Interview Tips for Developers:

  • If you are a good specialist with extensive experience, then you can quickly answer any practical question, but the theory often does not hurt to repeat, even in this case;
  • If you cannot answer a question at the interview, make a note to yourself. After the interview, sort it out, and then at the subsequent interviews, you will have already answered it;
  • At the interview, try to answer only strictly on the topic of the question, without leaving the topic;
  • If you don't know the answer to a question, try to speculate, not just keep silent. Sometimes, even your train of thought can make it clear to the interviewer that you understand the topic and will definitely find the answer if you come across a similar question at work;
  • Before passing the interview, be sure to prepare questions about the company, working conditions, team, technologies used, and others.

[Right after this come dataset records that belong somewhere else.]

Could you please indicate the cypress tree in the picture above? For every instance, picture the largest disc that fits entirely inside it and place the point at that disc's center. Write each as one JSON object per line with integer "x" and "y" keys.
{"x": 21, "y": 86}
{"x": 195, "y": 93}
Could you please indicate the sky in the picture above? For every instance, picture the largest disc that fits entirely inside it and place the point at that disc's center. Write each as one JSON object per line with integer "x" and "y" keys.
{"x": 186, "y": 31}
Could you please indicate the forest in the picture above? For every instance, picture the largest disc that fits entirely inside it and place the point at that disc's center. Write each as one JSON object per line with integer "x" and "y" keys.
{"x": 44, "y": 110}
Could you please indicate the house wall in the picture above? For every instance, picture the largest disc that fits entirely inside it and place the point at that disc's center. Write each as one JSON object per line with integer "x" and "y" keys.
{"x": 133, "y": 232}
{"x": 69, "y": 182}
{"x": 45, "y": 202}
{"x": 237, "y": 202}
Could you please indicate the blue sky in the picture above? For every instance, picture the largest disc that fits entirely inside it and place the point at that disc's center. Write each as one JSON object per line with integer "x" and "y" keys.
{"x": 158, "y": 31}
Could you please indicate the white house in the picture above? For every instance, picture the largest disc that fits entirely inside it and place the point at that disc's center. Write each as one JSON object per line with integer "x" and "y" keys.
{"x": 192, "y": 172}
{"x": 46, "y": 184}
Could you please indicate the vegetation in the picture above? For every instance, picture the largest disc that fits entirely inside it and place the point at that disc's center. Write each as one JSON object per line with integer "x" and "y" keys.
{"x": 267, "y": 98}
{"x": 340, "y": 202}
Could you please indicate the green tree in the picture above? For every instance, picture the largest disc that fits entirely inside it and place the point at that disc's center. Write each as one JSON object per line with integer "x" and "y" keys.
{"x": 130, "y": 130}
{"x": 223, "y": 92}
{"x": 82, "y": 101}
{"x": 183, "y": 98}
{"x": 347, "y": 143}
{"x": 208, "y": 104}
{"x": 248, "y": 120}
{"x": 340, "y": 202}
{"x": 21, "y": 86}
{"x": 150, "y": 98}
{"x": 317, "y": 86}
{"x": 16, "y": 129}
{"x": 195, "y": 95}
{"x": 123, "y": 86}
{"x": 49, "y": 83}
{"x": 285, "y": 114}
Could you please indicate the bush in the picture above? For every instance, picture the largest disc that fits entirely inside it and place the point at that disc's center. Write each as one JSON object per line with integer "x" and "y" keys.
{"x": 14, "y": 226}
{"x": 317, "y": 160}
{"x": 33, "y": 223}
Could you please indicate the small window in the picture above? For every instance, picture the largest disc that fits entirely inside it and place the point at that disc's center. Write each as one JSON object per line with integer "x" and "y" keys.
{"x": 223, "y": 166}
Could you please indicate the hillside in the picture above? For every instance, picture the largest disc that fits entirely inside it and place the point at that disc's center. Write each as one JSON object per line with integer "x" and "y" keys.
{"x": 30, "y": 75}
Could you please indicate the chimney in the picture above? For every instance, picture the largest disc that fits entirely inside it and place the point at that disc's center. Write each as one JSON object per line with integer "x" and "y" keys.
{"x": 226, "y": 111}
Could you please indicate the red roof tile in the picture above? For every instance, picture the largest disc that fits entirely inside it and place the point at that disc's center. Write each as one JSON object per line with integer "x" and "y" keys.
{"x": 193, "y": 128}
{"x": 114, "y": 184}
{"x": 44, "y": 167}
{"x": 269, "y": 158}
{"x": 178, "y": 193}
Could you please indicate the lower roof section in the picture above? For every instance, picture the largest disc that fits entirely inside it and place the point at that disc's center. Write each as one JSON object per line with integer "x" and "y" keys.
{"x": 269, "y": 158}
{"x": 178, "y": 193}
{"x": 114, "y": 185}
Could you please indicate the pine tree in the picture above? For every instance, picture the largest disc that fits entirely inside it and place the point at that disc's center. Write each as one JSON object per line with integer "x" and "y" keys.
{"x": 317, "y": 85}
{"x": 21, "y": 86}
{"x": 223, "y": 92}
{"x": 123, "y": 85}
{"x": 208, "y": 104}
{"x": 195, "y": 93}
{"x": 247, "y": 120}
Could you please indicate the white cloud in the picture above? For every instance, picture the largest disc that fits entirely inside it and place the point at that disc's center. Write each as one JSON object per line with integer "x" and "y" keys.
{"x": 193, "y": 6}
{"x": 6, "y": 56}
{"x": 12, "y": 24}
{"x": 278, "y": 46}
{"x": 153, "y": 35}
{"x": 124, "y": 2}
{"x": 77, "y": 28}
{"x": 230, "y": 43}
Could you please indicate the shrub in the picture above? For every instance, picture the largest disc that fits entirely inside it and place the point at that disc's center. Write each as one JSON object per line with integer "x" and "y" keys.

Ask these questions in the allotted time (best at the end of the interview or when the recruiter asks about them).

After completing each interview, be sure to make a short note of how you felt about the interview and mark the recruiter's responses to your questions. These notes will help you in the future when choosing a job offer.


Choosing the right job offer

When you start getting job offers from different companies, do not rush to accept the first one. 

Tips for choosing job offers:

  • Ask the employer for a couple of days to make a decision. This will give you time to think over the offer well and, possibly, during this time, get a more attractive offer from another company;
  • Review your post-interview notes for each company. On their basis, choose the most exciting job offer for you;
  • In case of refusal, be sure to write about it so as not to leave the offer unanswered. It's just cultural and might also allow you to return to it if you change your mind.

After reading this article, I hope you will be responsibly approaching your remote job search, and any developer will find the remote job you deserve. Next, be ready to develop good boss-employee relationship in your new job.